3.Exercise. (a) Except as set forth in subsections (b) through (e) below, the Option shall fully vest and become exercisable on November 8, 2023.
To the extent that the Option has become vested and exercisable with respect to a number of shares of Common Stock as provided above, the Option may thereafter be exercised by the Executive, in whole or in part, at any time or from time to time prior to the expiration of the Option as provided herein and in accordance with Section 6.4(d) of the Plan, including, without limitation, by the filing of any written form of exercise notice as may be required by the Committee and payment in full of the Option Price multiplied by the number of shares of Common Stock underlying the portion of the Option exercised.

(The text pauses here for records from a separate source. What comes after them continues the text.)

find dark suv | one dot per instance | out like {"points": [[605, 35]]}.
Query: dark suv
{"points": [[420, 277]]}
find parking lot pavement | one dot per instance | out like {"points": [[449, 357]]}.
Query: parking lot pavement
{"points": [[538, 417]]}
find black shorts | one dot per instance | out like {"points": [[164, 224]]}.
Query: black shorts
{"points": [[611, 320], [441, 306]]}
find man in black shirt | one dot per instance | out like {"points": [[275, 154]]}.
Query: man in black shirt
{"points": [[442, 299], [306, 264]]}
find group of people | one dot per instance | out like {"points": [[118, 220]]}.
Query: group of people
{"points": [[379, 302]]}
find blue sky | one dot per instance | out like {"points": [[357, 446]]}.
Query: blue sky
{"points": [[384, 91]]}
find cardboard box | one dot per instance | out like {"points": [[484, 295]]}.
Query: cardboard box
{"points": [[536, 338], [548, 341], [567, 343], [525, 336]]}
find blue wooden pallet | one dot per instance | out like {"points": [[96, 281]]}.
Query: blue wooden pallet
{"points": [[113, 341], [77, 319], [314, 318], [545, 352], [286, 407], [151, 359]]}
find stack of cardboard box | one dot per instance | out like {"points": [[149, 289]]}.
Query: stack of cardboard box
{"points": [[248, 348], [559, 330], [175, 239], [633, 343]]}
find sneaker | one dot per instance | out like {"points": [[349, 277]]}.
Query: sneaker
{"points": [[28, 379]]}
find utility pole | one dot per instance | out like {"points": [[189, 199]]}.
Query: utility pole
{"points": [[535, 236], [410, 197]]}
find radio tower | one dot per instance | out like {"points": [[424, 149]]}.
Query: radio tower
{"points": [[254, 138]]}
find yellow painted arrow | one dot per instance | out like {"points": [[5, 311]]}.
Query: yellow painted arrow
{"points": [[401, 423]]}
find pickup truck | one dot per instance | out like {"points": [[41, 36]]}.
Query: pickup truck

Payment of the Option Price may be made by any method provided under Section 6.4(d) of the Plan, including, without limitation, (i) solely to the extent permitted by applicable law, if the Common Stock is traded on a national securities exchange or quoted on a national quotation system sponsored by the Financial Industry Regulatory Authority, through a procedure whereby the Executive delivers irrevocable instructions to a broker reasonably acceptable to the Committee to deliver promptly to the Company an amount equal to the Option Price or (ii) the relinquishment of a portion of the Option based on the Fair Market Value of the Common Stock on the payment date. Upon expiration of the Option, the Option shall be canceled and no longer exercisable.
There shall be no proportionate or partial vesting in the periods prior to each vesting date and all vesting shall occur only on the appropriate vesting date. The Committee may, in its sole discretion, provide for accelerated vesting of the Option at any time.
(b) Upon the death or Disability of the Executive, fifty percent (50%) of the then unvested portion the Option shall become fully vested and exercisable on the date of the Executive’s death or Disability.
(c) Upon the Executive’s Termination (i) by the Company without Cause, or (ii) by the Executive for Good Reason, one hundred percent (100%) of the then unvested portion the Option shall become fully vested and exercisable on the date of such Termination.